Com todos os adornos possíveis, as bebês circulam incomodadas nos colos de suas mães: são tiaras, chapéus, fitas e presilhas nos cabelos, vestidinhos e sapatos.
Todo esse aparato piora à medida em que a menina cresce e, se os adornos são desprezados ou atirados longe, logo é taxada de ¨pouco feminina¨.
Com o corpo, as coisas também não são nada fáceis. Todo mundo olha para o corpo da menina. Se é gordinha, quando crescer, vai emagrecer, é só uma fase; se é magra, vai ter que engordar. De alguma maneira nunca está bom.
Rotuladas desde pequenas e sem muita noção do preconceito, as meninas começam muito cedo a experimentar o que a sociedade espera delas: a beleza.
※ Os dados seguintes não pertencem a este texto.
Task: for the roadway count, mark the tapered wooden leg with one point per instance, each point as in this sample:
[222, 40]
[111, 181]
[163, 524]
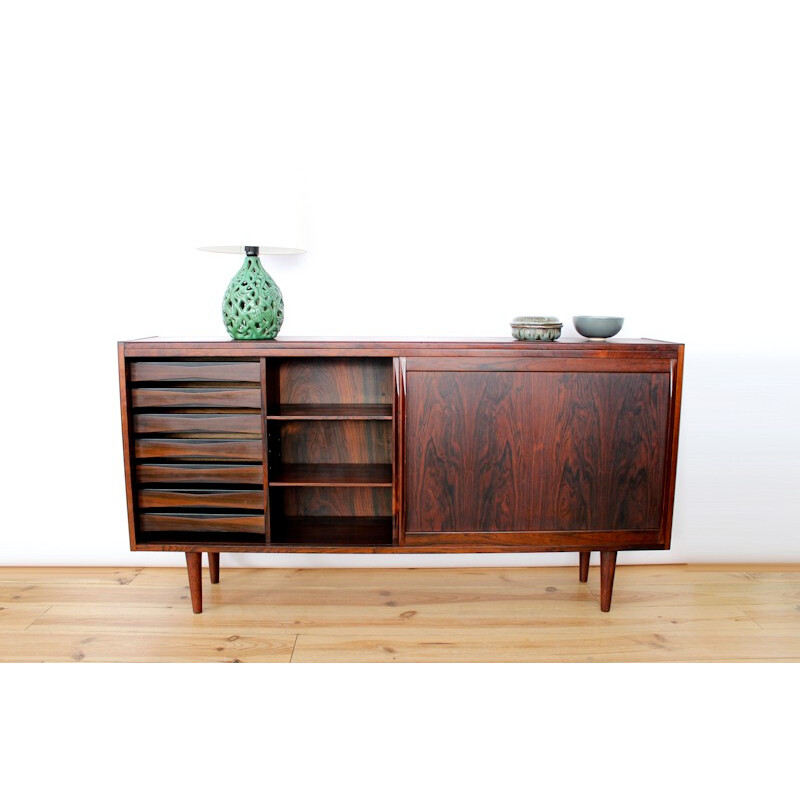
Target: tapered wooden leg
[213, 567]
[195, 586]
[584, 568]
[608, 562]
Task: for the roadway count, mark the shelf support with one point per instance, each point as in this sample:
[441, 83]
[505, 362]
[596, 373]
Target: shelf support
[195, 586]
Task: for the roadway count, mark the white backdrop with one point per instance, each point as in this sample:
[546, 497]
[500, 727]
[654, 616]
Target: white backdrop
[448, 166]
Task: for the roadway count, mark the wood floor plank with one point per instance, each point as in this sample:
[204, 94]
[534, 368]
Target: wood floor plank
[356, 618]
[551, 646]
[149, 648]
[69, 575]
[659, 613]
[784, 615]
[703, 594]
[18, 616]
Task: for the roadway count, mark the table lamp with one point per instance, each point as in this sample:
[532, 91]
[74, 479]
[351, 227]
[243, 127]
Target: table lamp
[253, 304]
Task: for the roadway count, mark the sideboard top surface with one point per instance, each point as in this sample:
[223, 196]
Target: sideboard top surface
[390, 346]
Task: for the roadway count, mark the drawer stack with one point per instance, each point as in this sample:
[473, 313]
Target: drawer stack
[198, 452]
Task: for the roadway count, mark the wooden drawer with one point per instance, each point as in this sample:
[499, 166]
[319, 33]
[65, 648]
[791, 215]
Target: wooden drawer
[222, 449]
[200, 473]
[206, 523]
[152, 371]
[201, 498]
[197, 423]
[197, 397]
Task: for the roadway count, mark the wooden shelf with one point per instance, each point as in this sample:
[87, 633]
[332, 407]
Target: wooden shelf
[333, 531]
[331, 475]
[297, 411]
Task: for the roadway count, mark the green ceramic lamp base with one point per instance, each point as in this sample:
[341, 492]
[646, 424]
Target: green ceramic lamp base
[253, 304]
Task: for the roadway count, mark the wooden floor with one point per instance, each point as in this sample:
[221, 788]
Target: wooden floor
[659, 613]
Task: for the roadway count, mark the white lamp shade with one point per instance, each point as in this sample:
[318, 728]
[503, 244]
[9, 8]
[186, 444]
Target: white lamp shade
[263, 249]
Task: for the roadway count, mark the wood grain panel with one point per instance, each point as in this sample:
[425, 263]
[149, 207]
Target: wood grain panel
[331, 475]
[223, 449]
[201, 498]
[207, 523]
[604, 451]
[329, 411]
[199, 473]
[178, 370]
[535, 451]
[189, 397]
[527, 364]
[470, 451]
[336, 380]
[197, 423]
[326, 501]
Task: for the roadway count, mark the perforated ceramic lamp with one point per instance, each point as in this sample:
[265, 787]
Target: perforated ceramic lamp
[253, 304]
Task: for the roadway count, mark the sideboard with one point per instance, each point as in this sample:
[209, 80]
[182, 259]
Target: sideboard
[314, 445]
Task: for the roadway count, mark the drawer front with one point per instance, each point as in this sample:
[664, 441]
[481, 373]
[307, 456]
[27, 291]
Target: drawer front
[198, 448]
[200, 473]
[190, 449]
[197, 423]
[201, 498]
[194, 397]
[201, 523]
[153, 371]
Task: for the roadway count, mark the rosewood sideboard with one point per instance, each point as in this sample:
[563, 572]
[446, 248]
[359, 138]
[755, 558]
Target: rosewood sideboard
[312, 445]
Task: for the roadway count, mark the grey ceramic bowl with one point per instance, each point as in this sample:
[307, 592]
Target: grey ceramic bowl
[598, 327]
[536, 329]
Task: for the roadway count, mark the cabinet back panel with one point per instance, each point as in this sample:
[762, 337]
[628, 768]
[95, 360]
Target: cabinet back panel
[336, 442]
[326, 501]
[493, 451]
[336, 380]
Estimuladas a serem ¨femininas¨ desde pequenas, as meninas passam a se preocupar com roupas e moda, acessórios e mochilas desta ou daquela marca e a eleger na TV ou nas revistas, seus ídolos.
Basta a gente olhar um pátio de escola ou mesmo os corredores do shopping para observar o desfile das meninas.
Outro dia, observei uma menina na entrada de sua escola que tinha tantas presilhas no cabelo que me deu dor de cabeça.
Com roupas apertadas, saltos e umbigo de fora, as meninas passam a imitar as mulheres e descaracterizam sua infância de meninas.
Mas as coisas não param por aí.
Estar acima do peso mesmo na infância é um problema. A criança com sobrepeso ou obesa é, desde cedo, diferenciada das outras e passa a sofrer os prejuízos de sua condição.
Esses prejuízos são claros no grupo que freqüenta, nos esportes e nos relacionamentos, uma vez que nesta fase de desenvolvimento todo mundo quer se dar bem com todo mundo e a moeda forte é a quantidade de amigos.
Nos grupos, dia sim dia não, ouve que é gorda, nos esportes é ¨lerda¨ e nos relacionamentos é santa, sempre boazinha. É claro que, cansada de gozação e ultrajes, faz que não liga, que não gosta de esportes, de usar roupas da moda - só usa calça, camiseta e tênis - e passa a agir como diferente, fica introvertida e sofre. Sabemos também, que esse sofrimento pode aparecer de outra maneira. Com atitudes exageradas, indisciplina, desatenção nos estudos e até recusa escolar, a menina também está mostrando como vive seus desafetos.
E os pais, o que podem fazer?
Ser pai ou mãe de meninas é uma delícia que merece cuidados a mais. Muito pequenas, parecem meninos: brincam, jogam, pulam e se divertem sem se darem conta de que são diferentes. Mas basta crescerem um pouco que a situação muda e a migração para o amplo mundo feminino começa. Os pais passam a ser mais zelosos e as mães mais preocupadas e naturalmente a menina percebe, mas não entende.
No aspecto físico, os pais normalmente atribuem o aumento de peso à fase de desenvolvimento da criança, mas as coisas não são bem assim. Orientados por seus pediatras, os eles não gostam de ouvir que seus filhos estão acima dos padrões esperados para aquela idade.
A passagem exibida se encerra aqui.